Interprète (chant de gorge)

J’aimerais vous parler d’un aspect de notre culture inuit au Nunavik: le chant de gorge. C’est l’un de mes talents et je suis fière de garder vivante cette incroyable tradition, tradition qui remonte à mes ancêtres. J’ai 30 ans et j’ai commencé à apprendre le chant de gorge à 13 ans. J’ai été très étonnée de l’entendre pour la première fois lorsque nos anciennes ont commencé à l’enseigner à de jeunes enfants, dont moi-même. Nos anciennes, Mary Sivuarapik, Aullak Tullaugak, Leela Qalingo, Lucy Amarualik et Nellie Nungak, nous ont enseigné et raconté des histoires au sujet du chant de gorge, qui est encore très vivant et transmis aux jeunes générations.

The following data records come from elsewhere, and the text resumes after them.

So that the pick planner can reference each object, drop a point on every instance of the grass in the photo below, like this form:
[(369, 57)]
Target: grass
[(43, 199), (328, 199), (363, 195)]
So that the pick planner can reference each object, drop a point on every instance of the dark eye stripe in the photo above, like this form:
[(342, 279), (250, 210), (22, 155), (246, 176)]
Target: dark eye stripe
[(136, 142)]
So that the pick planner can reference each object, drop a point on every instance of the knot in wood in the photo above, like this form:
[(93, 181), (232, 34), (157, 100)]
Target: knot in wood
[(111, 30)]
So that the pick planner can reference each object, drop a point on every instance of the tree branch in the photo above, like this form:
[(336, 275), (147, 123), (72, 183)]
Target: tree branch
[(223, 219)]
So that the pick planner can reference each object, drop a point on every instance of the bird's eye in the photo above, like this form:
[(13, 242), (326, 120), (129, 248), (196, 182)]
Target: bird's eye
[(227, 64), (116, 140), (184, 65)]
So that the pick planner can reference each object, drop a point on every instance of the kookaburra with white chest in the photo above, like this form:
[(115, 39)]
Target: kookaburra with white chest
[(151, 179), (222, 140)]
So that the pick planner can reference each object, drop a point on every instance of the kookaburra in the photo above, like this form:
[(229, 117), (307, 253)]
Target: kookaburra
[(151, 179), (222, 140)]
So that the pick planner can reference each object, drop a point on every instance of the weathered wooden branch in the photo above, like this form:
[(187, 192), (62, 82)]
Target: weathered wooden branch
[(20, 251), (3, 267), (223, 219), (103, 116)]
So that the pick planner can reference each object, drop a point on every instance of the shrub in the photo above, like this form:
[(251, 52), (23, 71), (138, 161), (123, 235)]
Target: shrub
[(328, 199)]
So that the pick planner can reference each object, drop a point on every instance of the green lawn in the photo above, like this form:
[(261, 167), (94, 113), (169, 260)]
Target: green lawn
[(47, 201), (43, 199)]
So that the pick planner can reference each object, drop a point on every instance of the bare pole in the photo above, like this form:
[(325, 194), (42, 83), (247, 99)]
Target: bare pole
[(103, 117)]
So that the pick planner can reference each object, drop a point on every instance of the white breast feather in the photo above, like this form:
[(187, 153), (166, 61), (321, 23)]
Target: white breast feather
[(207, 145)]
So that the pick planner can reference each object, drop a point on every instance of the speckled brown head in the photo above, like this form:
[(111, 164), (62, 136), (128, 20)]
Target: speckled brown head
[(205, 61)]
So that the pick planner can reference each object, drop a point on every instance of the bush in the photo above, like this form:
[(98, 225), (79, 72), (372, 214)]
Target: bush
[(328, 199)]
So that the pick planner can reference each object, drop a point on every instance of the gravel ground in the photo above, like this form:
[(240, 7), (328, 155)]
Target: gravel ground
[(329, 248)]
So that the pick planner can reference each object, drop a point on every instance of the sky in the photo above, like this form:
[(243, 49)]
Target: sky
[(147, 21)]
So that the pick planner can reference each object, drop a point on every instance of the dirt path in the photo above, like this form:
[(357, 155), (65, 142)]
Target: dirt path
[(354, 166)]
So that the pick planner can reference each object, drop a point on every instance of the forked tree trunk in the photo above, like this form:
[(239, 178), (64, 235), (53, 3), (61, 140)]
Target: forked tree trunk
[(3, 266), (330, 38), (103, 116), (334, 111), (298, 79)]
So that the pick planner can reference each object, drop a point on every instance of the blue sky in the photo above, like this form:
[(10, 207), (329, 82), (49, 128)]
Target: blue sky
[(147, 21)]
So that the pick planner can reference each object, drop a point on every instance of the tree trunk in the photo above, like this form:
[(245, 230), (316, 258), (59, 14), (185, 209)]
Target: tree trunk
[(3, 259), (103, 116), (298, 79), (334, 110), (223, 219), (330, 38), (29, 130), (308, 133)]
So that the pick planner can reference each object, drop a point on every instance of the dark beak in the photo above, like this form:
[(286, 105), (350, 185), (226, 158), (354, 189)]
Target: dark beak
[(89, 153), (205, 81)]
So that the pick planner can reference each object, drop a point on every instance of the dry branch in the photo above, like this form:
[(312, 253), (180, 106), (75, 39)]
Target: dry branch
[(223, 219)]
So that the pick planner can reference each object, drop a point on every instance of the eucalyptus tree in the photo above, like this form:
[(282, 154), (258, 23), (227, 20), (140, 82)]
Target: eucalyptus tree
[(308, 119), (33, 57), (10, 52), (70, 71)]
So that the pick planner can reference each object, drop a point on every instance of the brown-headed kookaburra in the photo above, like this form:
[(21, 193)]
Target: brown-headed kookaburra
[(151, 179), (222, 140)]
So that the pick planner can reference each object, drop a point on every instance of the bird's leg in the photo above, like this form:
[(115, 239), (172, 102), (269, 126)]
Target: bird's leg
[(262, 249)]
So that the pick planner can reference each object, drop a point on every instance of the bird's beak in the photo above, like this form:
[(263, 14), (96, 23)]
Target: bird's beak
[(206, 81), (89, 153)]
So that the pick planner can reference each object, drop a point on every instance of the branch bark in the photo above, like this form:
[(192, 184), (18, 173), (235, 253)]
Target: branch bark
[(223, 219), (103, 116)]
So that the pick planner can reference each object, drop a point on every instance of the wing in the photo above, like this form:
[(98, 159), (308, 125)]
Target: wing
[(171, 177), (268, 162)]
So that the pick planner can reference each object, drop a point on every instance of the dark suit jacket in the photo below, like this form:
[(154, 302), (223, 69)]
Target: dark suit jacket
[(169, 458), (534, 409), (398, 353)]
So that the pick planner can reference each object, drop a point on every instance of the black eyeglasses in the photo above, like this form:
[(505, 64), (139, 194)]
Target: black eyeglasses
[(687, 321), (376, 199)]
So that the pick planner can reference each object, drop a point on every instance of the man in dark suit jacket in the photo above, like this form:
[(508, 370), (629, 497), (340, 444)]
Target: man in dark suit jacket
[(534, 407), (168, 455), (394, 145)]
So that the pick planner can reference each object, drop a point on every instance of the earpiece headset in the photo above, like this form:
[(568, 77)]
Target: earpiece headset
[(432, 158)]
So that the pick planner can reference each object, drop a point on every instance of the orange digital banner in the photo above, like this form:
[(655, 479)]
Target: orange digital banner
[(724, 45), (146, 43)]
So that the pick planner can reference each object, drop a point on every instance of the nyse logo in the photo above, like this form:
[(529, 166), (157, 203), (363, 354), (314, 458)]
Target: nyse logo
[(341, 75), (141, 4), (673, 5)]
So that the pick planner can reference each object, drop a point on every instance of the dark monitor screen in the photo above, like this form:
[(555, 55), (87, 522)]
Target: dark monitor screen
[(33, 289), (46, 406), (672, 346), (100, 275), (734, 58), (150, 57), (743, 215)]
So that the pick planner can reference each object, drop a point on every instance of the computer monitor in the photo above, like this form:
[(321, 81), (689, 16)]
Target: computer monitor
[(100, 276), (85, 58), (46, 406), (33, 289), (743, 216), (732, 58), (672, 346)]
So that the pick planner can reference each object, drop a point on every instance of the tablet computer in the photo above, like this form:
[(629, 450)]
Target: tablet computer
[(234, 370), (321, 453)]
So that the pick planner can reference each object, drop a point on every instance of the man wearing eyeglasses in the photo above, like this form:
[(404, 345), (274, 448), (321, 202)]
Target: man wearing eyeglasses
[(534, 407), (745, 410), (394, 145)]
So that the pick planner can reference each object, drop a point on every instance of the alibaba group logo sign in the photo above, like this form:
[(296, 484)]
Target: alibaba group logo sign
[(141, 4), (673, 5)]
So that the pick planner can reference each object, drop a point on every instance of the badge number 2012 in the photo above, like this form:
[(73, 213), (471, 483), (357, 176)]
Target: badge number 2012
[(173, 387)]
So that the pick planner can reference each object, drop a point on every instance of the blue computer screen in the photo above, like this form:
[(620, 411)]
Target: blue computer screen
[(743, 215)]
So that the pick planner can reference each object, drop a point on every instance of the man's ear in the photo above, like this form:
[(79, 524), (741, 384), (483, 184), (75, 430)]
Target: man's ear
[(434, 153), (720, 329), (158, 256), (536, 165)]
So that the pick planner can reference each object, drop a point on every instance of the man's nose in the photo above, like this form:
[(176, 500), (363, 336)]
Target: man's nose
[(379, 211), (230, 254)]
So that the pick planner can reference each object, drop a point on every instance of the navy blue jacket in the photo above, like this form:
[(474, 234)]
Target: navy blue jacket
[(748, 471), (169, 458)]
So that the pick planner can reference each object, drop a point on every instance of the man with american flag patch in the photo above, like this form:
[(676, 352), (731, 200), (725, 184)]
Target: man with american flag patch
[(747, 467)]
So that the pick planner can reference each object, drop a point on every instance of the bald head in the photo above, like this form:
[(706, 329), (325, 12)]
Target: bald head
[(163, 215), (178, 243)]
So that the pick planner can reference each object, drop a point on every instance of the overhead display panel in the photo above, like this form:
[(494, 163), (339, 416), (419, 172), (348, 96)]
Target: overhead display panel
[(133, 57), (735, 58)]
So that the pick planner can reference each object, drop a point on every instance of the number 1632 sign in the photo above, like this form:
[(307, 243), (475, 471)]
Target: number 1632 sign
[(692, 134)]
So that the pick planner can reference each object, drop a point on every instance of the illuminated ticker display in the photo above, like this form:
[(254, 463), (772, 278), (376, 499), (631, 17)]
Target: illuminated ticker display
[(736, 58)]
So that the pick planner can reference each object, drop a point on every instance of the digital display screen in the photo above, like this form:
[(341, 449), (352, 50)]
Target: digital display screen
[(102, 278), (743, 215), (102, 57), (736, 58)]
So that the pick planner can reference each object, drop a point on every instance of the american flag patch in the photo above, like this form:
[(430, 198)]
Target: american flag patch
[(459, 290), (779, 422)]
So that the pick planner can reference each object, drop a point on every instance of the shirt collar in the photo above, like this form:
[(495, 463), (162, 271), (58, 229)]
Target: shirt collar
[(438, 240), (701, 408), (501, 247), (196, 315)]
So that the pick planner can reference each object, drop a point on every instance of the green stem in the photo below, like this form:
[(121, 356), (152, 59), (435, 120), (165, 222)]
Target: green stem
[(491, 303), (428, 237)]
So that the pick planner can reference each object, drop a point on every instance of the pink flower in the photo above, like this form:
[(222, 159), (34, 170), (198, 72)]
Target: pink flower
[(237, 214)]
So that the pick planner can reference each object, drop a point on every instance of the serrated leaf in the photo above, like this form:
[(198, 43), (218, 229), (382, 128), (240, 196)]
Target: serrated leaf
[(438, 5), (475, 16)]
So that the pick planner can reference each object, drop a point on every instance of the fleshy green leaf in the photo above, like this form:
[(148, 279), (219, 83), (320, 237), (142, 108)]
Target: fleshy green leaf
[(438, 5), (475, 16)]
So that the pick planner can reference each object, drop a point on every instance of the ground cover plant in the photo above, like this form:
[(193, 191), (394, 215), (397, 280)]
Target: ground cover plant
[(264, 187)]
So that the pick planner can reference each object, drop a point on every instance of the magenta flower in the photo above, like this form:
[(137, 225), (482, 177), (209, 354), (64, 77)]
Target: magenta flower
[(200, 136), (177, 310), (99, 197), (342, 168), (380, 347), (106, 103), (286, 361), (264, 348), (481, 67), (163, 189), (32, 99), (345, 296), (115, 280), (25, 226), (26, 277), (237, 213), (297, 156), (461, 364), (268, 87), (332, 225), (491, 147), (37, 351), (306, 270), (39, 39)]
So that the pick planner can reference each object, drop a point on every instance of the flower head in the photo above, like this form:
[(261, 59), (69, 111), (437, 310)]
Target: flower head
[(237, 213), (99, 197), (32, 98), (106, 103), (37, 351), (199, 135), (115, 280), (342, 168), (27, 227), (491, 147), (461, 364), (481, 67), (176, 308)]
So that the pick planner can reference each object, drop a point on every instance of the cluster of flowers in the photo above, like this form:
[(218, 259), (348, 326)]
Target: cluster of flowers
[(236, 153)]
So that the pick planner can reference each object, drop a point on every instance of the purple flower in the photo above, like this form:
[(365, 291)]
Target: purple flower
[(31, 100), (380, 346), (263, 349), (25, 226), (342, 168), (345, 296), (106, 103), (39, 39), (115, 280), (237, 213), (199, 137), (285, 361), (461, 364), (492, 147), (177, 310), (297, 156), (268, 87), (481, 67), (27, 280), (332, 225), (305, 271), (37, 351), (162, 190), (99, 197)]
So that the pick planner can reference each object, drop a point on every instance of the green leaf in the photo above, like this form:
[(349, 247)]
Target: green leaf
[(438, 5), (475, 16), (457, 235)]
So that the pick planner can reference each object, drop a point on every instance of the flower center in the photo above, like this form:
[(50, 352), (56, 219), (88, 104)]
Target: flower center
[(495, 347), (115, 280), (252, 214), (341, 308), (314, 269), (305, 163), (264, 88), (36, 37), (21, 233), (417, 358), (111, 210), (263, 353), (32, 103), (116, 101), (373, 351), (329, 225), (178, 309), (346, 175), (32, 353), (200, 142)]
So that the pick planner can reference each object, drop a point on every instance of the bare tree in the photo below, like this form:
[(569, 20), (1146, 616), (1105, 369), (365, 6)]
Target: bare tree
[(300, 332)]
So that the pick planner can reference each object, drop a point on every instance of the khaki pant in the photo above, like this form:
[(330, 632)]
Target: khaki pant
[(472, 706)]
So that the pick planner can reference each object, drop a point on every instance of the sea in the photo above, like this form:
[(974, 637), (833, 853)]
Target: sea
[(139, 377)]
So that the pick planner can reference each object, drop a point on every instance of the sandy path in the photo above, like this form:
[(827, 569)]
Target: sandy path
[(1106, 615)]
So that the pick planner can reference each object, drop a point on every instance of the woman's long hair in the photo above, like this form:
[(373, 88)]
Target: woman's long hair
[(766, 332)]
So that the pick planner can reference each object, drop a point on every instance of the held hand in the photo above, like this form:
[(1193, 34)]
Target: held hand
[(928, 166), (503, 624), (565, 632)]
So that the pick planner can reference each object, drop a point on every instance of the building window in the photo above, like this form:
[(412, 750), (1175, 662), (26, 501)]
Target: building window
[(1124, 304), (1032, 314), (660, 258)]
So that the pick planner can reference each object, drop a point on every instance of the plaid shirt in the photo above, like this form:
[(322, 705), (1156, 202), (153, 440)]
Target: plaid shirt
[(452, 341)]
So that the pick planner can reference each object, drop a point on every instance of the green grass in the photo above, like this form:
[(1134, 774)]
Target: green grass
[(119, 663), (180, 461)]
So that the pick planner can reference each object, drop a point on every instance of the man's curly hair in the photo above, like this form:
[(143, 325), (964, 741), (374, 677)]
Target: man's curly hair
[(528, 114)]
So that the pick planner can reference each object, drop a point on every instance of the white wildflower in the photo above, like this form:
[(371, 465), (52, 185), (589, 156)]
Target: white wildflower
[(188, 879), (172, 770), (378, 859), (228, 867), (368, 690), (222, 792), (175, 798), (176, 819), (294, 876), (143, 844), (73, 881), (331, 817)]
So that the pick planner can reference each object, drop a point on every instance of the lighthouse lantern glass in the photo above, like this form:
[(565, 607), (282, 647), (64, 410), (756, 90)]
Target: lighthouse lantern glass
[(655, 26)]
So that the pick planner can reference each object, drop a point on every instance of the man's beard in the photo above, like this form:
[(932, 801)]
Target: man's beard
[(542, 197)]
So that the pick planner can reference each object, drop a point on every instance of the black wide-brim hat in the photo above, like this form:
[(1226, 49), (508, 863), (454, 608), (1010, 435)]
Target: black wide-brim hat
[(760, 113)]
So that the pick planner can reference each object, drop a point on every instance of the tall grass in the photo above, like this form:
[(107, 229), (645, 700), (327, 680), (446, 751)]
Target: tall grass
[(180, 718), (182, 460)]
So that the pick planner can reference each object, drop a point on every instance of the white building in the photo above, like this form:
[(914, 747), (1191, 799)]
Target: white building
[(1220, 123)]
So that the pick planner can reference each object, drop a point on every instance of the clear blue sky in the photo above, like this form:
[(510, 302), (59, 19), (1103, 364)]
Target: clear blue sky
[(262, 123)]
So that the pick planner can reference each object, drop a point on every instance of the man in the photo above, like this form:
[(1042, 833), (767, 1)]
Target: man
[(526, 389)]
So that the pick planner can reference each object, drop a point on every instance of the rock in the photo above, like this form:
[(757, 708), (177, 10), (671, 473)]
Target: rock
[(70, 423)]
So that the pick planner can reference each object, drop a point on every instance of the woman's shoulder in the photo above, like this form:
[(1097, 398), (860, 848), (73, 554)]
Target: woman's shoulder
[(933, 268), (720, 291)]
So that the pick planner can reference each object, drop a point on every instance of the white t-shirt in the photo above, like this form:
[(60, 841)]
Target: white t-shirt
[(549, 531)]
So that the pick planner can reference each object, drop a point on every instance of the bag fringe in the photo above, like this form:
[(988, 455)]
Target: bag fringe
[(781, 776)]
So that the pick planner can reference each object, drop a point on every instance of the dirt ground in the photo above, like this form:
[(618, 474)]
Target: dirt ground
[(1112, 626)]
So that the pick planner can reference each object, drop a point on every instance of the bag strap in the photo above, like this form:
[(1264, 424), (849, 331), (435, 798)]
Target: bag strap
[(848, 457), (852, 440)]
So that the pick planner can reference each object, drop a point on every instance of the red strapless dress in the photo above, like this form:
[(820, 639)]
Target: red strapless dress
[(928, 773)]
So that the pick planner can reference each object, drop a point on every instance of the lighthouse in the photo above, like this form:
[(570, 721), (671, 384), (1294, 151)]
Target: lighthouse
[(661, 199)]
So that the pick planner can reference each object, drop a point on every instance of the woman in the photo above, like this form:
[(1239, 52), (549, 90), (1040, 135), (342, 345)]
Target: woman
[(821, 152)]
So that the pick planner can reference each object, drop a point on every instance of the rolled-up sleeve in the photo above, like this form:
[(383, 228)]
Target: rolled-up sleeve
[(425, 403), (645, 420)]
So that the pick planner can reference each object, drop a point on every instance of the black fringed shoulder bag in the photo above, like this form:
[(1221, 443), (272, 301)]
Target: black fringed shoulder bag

Aujourd’hui, on nous demande de faire des chants de gorge à chaque événement local et dans d’autres communautés. À Noël, lors des cérémonies d’ouverture du festival des neiges, organisé à tous les deux ans par notre comité des loisirs, les gens ne veulent pas rater le chant de gorge parce qu’ils aiment vraiment l’entendre. Certains voyagent à travers le monde pour montrer notre culture. C’est l’un de mes rêves d’aller dans un autre pays. Heureusement que j’ai un passeport, si jamais on me demande d’aller chanter. Nos professeurs nous ont raconté leur voyage à Paris quand ils étaient plus jeunes, ce qui est une inspiration pour moi. Ils ont commencé à chanter quand ils étaient enfants, quand ils vivaient encore dans des igloos et des tentes.

Les Inuits étaient des nomades, se déplaçant avec les saisons et suivant les animaux. Ils n’entendaient pas d’autres sons que la nature et les animaux. Le seul son musical était le chant de gorge accompagné des tambours en peau de phoque. Ainsi, en imitant les seuls bruits qu’elles entendaient (vent, oiseaux, sons de leur travail), les femmes chantaient de la gorge. C’était aussi une berceuse pour endormir les bébés.

Les chants de gorge sont principalement interprétés par des femmes. Deux femmes se font face, se regardant parfois la bouche, parfois les yeux, et alternent des fredonnements rythmiques dans la gorge. Si les femmes gardent un contact visuel, toutes deux peuvent à un moment donné éclater de rire. Lors d’une compétition, la première qui rit a perdu. Un type de chanson s’appelle qimmiruluapik («chiot» en inuktitut), car ce mot est répété, ou fredonné, par les deux chanteuses. Il y a beaucoup de chansons qui imitent les animaux: l’une imite le son des oies et sonne vraiment comme les oies. Une autre imite le son du sciage du bois; c’est un des préférés des spectateurs. Certaines chansons suivent une mélodie.

Nous espérons que davantage de jeunes apprendront et conserveront cette belle tradition. C’est une partie de notre culture que nous partageons fièrement avec le monde. Mon ambition est de l’enseigner à notre jeune génération et de rendre les jeunes filles fières d’elles-mêmes en faisant des chants de gorge.